South Africa can take heed of Keynes’s knowledge and create new sources of employment and decent work at the centre of its recovery plan. 

South Africa has several potential new job generators.

The Integrated Resources Plan correctly submitted that renewable technologies can create new industries, job creation and localisation across the value chain. Localisation and industrialisation mean that products used in the country must be beneficiated and manufactured in South Africa. 

However, a stable electricity supply is vital to growth and this vision. The country must shorten the implementation date of the strategy of “electrification of everything”, and strengthen the revenue streams of Eskom.

Keynes would agree with the policy instruments of localisation and industrialisation that lay the foundation for manufacturing, together with the Keynes multiplier in the economy.

The multiplier would result in the money going to workers as salaries. Also benefiting would be the South African beneficiation and manufacturing value chain, as well as local companies that supply the materials and the equipment for the new industry. Local companies would deduct the PAYE from the salary of workers and pay the tax to Sars, while workers would use the income to buy food and other consumables. The food stores use the same money to pay their workers and suppliers on time.

The result of the original investment of, for example, R100 billion, would be that the national income increases by R300bn if the multiplier is equal to three.
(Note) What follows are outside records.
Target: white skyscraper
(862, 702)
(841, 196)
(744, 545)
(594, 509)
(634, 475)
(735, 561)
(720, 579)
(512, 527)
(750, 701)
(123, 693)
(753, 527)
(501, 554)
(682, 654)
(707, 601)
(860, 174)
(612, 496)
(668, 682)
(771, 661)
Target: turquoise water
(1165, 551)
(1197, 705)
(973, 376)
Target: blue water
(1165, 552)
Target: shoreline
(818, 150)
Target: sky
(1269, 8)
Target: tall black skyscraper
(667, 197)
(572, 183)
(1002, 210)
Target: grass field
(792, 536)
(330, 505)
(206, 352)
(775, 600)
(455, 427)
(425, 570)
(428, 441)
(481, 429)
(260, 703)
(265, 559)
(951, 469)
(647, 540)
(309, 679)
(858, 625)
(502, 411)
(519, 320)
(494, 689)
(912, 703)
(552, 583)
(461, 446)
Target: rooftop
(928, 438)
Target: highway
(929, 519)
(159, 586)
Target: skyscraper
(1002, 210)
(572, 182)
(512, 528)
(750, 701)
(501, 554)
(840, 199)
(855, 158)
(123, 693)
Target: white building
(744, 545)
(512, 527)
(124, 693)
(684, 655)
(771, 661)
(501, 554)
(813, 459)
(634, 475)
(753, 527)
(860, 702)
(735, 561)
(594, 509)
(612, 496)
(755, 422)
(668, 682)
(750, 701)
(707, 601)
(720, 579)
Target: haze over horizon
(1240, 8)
If, as a result of an investment of R100bn, total national income increases by R400bn, the multiplier is four. Keynes must be smiling from heaven, hoping that South Africa would reflect deeply how the investment multiplier and urgent implementation could assist the country to increase decent jobs to strengthen the government’s tax revenue.

The government should spend the tax revenues on education, health and security. The SA Reserve Bank would see beneficiation, localisation and manufacturing supporting the balance of payment account, because the country would be less dependent on importing technology and goods.

The country must introduce an import substitution strategy that underscores the replacement of some agricultural or industrial imports to encourage local production for local consumption and the surplus could be exported.

Import substitutes are meant to generate employment, reduce foreign exchange demand, stimulate innovation and make the country self-reliant in crucial areas such as food, defence and advanced technology.

The promotion of active economic policies by South Africa to promote inclusive economic growth and industrialisation have generally been viewed with suspicion by neo-liberal economists and right-wing media.

The historical record indicates that the previous government successfully used active economic policies to deal with the white unemployment from 1948 to provide the community with the highest standard of living in the world.

This intervention was, however, done at the expense of the oppressed majority. The state has always played an important role in facilitating structural change and facilitating the state-owned companies (SOCs) and private sector sustains it across time.

So removing binding constraints to facilitate SOCs and private firms’ entry into those identified industries, while the interventions aim to provide information, compensate for externalities and co-ordinate improvements in the “hard” and “soft” infrastructure that are needed for the private sector to grow in sync with the dynamic change in the economy’s comparative advantage.

More important are policies aimed at protecting some selected firms and industries that defy the comparative advantage determined by the existing endowment structure: either in new sectors that are too advanced or in old sectors that have lost the comparative advantage. The same approach should be applied across all the sectors of the economy.

Dr Dennis George, the executive chairperson of African Quartz, writes in his personal capacity.